Pace officials outlined plans for six routes, with three expected to be up and running in 2013, at a Wednesday meeting.
While the bus rapid transit concept involves buses traveling along expressway right-of-way with limited stops - arterial rapid transit will put vehicles on arterial roads in the suburbs, planners explained.
The buses will use transponders to control traffic lights, prolonging green lights and shortening red lights when drivers are running late to shorten travel times.
The three routes expected to be ready in four years are: an Oak Brook corridor bus, which could use I-290 or 22nd Street to travel from west Cook to DuPage; a Milwaukee Avenue bus, which would travel between Niles and the Jefferson Park transit center; and a Dempster Street bus, which would run through Evanston, Skokie, Morton Grove, and Des Plaines, ending near O'Hare International Airport.
Pace Deputy Executive Director for Strategic Services Michael Bolton said Milwaukee and Dempster were picked because of significant ridership trends.
Pace hopes to obtain federal funding for the project.
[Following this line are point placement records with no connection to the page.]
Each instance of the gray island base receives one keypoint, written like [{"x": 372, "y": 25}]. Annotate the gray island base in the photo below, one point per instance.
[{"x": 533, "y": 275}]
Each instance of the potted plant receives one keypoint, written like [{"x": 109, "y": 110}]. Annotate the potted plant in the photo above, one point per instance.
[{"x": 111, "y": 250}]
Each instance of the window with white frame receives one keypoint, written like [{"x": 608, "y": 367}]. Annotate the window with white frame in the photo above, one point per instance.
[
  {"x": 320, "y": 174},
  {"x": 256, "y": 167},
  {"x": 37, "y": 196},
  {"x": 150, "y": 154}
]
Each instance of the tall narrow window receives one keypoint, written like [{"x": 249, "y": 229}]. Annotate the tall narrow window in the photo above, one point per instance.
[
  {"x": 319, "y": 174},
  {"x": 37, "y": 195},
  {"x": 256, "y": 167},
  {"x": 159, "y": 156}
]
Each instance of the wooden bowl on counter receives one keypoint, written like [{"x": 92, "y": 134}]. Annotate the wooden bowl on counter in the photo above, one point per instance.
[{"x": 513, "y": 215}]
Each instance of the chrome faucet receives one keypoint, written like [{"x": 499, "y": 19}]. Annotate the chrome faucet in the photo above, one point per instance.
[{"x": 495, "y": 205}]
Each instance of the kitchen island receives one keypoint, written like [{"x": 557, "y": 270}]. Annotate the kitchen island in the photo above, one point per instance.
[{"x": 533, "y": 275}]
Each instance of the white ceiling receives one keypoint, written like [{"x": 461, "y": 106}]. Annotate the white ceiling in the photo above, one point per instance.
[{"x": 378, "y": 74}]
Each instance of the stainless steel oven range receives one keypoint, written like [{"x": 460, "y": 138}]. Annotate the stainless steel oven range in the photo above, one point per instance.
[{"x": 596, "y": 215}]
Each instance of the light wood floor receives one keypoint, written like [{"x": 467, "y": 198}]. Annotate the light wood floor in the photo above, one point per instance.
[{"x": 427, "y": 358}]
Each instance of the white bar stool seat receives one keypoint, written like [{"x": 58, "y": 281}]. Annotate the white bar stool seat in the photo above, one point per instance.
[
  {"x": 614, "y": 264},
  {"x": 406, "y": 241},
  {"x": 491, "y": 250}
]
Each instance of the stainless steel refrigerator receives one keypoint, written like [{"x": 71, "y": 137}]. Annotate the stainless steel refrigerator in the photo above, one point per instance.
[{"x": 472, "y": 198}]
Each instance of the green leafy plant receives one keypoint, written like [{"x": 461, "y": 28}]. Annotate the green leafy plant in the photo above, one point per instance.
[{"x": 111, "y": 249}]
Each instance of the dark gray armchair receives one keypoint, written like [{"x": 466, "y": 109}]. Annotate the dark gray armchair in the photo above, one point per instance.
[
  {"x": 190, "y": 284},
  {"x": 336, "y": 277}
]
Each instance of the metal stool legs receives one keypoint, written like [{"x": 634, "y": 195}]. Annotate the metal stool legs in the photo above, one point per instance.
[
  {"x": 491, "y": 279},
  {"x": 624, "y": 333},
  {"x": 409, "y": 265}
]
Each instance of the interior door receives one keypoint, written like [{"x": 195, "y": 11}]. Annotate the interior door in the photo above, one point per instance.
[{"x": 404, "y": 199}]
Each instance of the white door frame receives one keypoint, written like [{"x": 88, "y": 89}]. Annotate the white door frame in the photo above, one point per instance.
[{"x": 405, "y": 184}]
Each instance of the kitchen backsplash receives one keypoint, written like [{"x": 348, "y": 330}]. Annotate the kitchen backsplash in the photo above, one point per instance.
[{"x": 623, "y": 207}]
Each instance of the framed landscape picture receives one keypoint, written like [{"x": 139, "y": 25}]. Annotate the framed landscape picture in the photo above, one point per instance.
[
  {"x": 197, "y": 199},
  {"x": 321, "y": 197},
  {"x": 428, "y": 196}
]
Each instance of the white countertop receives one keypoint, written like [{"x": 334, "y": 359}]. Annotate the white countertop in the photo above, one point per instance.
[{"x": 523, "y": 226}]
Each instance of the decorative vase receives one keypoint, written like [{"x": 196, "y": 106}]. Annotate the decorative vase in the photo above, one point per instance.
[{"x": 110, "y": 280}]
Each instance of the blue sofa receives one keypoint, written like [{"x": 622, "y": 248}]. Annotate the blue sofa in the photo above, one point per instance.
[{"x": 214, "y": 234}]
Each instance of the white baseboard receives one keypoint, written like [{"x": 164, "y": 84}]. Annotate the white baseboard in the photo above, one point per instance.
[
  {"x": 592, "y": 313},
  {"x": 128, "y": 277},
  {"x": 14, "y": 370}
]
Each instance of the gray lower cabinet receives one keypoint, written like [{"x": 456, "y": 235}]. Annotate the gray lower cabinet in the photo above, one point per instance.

Cost estimates weren't available.
Other routes for arterial rapid transit are Harlem Street, 95th Street and Halsted Avenue. It will take about 10 years for all six to be ready, mainly because of changes that will be required at traffic lights. Arterial rapid transit buses will be painted or marked differently from regular Pace buses.
Pace is also planning to introduce a Bus Rapid Transit route running along I-55 between the southwest suburbs and Chicago next year.
Wednesday's meeting was the first held in the new Pace headquarters, just east of the old building on Algonquin Road in Arlington Heights. The two-story, 65,000-square-foot building cost $14.2 million with 56 percent of funding coming from the Federal Transit Administration, 25 percent from the Regional Transportation Authority and 19 percent from Pace.